We decided to investigate whether we should migrate these long-lived, singleton fixtures to a more ephemeral approach.
Ideally, our end-to-end test fixtures would be designed such that:
- Test infrastructure is quick to set up.
- Test infrastructure is documented (e.g. via Terraform files).
- Tests themselves are quick to write.
- Both tests and their infrastructure require minimal maintenance.
- Tests are runnable by multiple [teams of] developers in parallel.
- Tests cover as much of the application surface as possible.
- Tests allow developers and contributors to quickly identify root causes of bugs.
- Tests have minimal reliance on existing state.

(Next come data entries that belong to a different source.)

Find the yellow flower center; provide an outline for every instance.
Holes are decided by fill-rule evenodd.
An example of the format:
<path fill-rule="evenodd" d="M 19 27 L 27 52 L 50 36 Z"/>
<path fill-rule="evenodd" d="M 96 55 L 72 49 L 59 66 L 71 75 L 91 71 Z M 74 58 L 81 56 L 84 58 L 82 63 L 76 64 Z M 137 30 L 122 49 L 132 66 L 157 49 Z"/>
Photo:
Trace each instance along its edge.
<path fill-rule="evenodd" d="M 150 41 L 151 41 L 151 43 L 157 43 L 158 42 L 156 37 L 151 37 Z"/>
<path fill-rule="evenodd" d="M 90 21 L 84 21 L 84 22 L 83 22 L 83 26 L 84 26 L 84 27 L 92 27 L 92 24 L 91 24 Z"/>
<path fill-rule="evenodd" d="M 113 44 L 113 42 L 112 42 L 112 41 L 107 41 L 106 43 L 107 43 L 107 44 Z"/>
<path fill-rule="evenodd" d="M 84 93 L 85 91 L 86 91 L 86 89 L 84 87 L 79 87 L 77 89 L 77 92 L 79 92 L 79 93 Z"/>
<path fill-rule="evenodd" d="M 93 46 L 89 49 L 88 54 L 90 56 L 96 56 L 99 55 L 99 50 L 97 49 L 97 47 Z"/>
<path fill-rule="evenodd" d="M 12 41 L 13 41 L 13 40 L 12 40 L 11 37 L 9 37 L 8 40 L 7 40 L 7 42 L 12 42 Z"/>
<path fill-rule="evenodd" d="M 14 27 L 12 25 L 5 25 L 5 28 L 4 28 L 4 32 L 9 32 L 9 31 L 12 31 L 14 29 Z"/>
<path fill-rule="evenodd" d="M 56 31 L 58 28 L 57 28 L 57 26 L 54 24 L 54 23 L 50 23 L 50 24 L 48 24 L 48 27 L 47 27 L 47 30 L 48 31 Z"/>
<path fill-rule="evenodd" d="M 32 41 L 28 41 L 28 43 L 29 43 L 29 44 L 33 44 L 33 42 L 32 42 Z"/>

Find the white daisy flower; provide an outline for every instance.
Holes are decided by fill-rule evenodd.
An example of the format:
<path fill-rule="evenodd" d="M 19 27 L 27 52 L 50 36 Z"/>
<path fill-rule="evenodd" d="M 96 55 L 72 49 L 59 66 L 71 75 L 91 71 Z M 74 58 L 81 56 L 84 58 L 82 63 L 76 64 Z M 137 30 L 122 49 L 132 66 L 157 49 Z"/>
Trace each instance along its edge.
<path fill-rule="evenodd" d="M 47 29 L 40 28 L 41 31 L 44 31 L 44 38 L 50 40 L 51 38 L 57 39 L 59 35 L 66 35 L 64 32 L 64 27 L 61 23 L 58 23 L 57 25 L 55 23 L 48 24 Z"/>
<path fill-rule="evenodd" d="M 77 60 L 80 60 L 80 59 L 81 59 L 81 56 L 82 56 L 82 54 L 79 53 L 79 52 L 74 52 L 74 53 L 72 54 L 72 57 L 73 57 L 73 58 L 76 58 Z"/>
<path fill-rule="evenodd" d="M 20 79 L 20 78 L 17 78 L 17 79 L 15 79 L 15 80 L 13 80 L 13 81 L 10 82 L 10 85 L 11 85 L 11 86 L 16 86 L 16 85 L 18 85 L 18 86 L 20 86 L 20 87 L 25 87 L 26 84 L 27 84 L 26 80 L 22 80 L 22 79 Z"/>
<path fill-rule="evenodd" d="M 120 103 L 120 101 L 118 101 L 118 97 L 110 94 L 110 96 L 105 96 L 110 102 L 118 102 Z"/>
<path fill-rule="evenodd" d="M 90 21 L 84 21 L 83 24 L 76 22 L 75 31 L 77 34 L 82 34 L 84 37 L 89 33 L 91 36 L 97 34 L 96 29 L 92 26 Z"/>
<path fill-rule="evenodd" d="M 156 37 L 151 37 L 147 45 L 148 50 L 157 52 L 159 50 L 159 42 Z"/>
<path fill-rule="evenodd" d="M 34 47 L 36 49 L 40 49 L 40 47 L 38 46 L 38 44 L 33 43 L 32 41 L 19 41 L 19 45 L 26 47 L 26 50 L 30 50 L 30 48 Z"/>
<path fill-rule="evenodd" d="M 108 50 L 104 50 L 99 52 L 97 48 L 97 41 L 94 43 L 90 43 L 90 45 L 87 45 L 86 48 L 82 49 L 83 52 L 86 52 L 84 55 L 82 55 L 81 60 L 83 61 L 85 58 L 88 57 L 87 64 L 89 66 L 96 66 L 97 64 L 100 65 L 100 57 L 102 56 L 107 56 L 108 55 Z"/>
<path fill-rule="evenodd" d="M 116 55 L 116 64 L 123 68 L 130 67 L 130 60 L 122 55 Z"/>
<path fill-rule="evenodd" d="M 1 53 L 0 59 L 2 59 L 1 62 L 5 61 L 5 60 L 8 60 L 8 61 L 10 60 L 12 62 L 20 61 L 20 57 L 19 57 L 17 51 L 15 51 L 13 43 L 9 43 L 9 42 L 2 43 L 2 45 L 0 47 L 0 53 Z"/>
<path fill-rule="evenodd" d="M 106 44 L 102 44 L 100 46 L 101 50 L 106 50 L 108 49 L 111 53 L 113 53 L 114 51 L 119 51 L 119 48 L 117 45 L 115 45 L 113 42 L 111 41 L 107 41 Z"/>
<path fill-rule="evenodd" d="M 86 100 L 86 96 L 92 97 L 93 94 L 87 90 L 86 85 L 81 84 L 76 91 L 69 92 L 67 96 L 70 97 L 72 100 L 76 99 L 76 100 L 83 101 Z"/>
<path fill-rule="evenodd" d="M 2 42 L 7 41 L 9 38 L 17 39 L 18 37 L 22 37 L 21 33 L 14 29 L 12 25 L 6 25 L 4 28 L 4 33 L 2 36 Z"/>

Of course, some of these goals are mutually exclusive: supporting parallel end-to-end test runs often increases the cost of writing (and in some cases maintaining) those tests and test infrastructure.

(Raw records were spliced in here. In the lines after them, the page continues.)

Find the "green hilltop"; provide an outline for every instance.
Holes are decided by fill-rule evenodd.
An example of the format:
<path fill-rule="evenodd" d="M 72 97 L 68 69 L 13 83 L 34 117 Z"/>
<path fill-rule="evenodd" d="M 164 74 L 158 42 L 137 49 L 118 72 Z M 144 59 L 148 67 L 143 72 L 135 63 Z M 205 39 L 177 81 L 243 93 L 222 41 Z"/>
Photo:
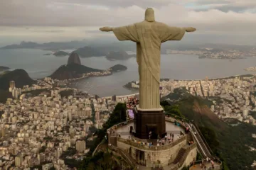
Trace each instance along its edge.
<path fill-rule="evenodd" d="M 169 97 L 172 101 L 161 102 L 165 110 L 194 120 L 214 154 L 223 161 L 224 169 L 252 169 L 256 152 L 250 151 L 246 145 L 256 148 L 255 139 L 252 137 L 256 134 L 255 126 L 241 122 L 236 126 L 229 125 L 210 110 L 211 101 L 193 96 L 184 89 L 176 89 L 164 99 Z"/>

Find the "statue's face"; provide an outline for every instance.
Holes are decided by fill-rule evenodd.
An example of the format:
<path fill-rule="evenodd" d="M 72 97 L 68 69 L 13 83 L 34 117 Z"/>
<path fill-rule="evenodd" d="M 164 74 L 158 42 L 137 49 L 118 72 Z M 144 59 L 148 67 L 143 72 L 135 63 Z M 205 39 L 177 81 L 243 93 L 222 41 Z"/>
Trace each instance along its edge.
<path fill-rule="evenodd" d="M 146 10 L 145 12 L 145 21 L 148 22 L 154 22 L 154 11 L 151 8 L 149 8 Z"/>

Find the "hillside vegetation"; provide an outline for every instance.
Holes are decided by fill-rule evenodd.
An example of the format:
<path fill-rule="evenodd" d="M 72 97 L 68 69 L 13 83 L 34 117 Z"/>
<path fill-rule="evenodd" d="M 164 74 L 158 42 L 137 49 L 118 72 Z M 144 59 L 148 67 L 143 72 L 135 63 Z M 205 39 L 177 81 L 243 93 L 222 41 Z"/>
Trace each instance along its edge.
<path fill-rule="evenodd" d="M 243 123 L 231 126 L 210 110 L 210 101 L 189 94 L 183 94 L 178 101 L 167 103 L 171 105 L 165 108 L 176 106 L 182 116 L 194 120 L 215 154 L 224 161 L 225 169 L 252 169 L 256 152 L 250 151 L 246 145 L 256 148 L 255 139 L 252 137 L 252 133 L 256 134 L 255 126 Z"/>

While most of Emblem's Google Cloud resources are provisioned programmatically using Terraform, some (such as the Google Cloud projects themselves^) are currently intended to be provisioned manually.
^ This is due to organization-wide IT security concerns about programmatic project creation that our team must abide by.
Consequently, we can't rely entirely on automated provisioning systems (at least, not without significant further engineering and/or documentation work) to spin the entire project up and down arbitrarily.
While Emblem is designed with a service-oriented architecture, all of Emblem's components are (currently) owned by the same team.
Consequently, optimizing our end-to-end test fixtures for multi-team collaboration (such as large numbers of parallel end-to-end test runs) isn't as important as minimizing test development/maintenance costs.
In this case, we have a continuous spectrum of options. Thus, the "options" below are more extremes than options:
- Extreme 1: All end-to-end fixtures are centralized, long-lived singletons. Under no circumstances should 2+ instances of the same fixture exist.
- Extreme 2: All end-to-end fixtures are ephemeral and short-lived, and pluralistic (multiple instances can simultaneously coexist).
We'll use programmatically provisioned fixture resources wherever practical. These resources can be made ephemeral and/or pluralistic (via tools like the cleanup script) if necessary.
Examples include:
- Cloud Run services
- Cloud Storage buckets
- Service Accounts
- IAM policies
- Artifact Registry repositories
In some situations, manual provisioning of centralized resources will be simpler to implement (if not outright required). Usually, these resources cannot be made ephemeral and must be reused between end-to-end test runs.
Examples include:
- Google Cloud projects
- Cloud Firestore environments (these are tied to Google Cloud projects)
The entire Emblem application is currently owned by a single team. Thus, we decided to weigh the tradeoffs involved accordingly:
- ✅ Cost of development is more important
- ✅ Cost of maintenance is more important
- ❌ Support for parallel end-to-end test runs is less important.
- We will not be able to run multiple end-to-end test runs simultaneously.
Currently, the ongoing cost of maintaining long-lived resources is very low. Even though "pluralizing" these resources is an {eminently justifiable && one-time} cost, this pluralization effort is not currently a high priority.
This may change for one of two reasons:
The Emblem team's underlying organizational structure changes. (For example, Emblem may transform from single-team project to one collectively owned by multiple different teams. Each team [member] would likely want end-to-end testing fixtures dedicated specifically for them, which would be easier to achieve with a more pluralistic approach.)
If the Emblem team executes quickly on the project's roadmap (enough to outrun any scope creep), Emblem's "most important" priorities will gradually become less important over time.
Given time, test pluralization may rise to the top of our prioritized worklog. If such a scenario occurs, we will of course revise this decision.